Coins – Objective Witnesses of History! By them you can judge the wealth of the state, economic relations, wars, victories and defeats …
A long time ago, a very long time ago, the original form of the coin attracted some inquisitive person. He not only examined it from all sides, but also carefully put it in a box, and maybe a jug or a casket. And he did it not for the value of the coin, but because of a sudden interest in it, to an unusual or artfully made image.
History did not preserve his name, but he undoubtedly lived a long time ago, before our era, when intensive exchange and trade in the Mediterranean basin and other foci of world culture made it possible to see how small the exchange equivalents are different – coins in different cities and states.
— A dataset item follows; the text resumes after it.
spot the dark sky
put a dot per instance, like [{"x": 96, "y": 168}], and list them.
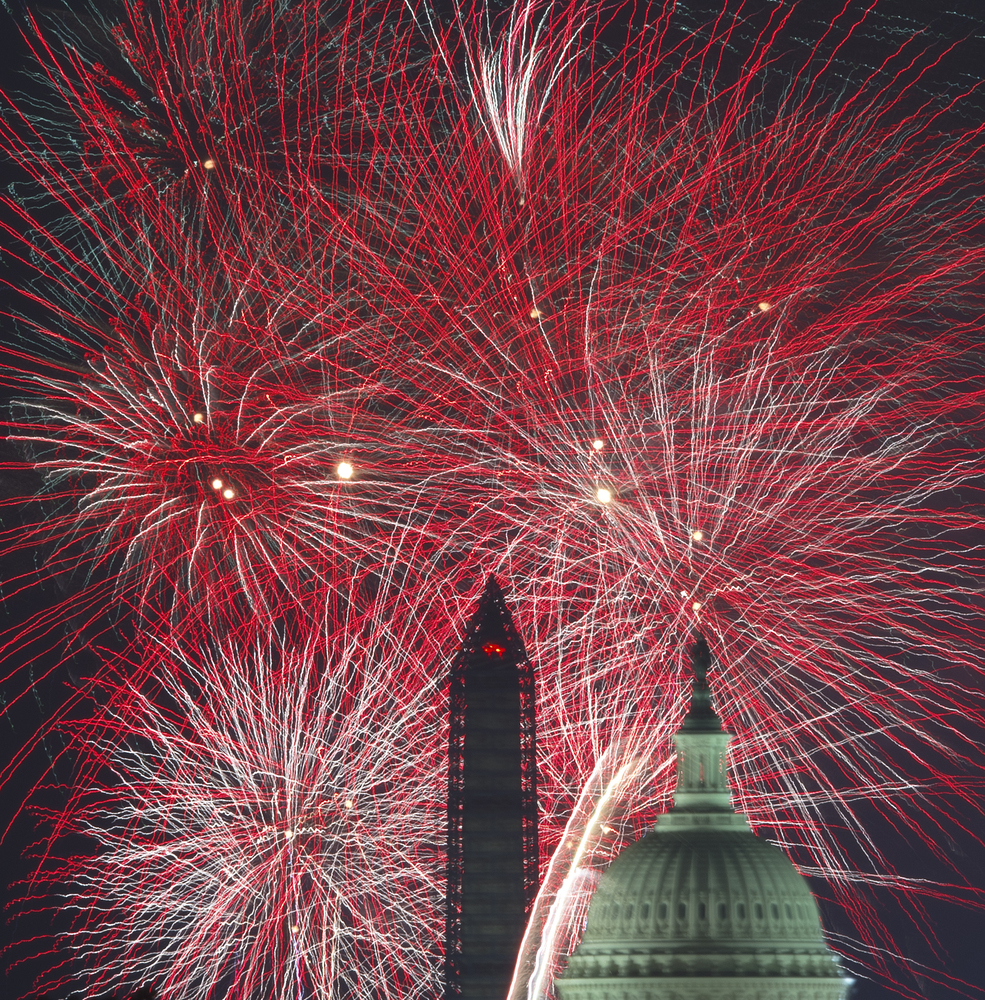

This should be especially attributed to ancient society, where, due to early class stratification, considerable money was transferred into the hands of the slave-owning nobility, and thanks to wealth, it received a lot of free time. The art of ancient Rome and Greece left many thousands of original, not similar to each other coins.
In 1965, a museum in the Hungarian city of Debrecen received as a “gift” from an unknown ancient coin collector 273 silver Roman coins. It was not a treasure, but a carefully selected collection that has passed thousands of years to tell about the noble passion of an unknown collector.
In the hoards, as a rule, find a lot of coins of the same period, year, image. Here we are dealing with a selection of coins over the years, covering a considerable period of time.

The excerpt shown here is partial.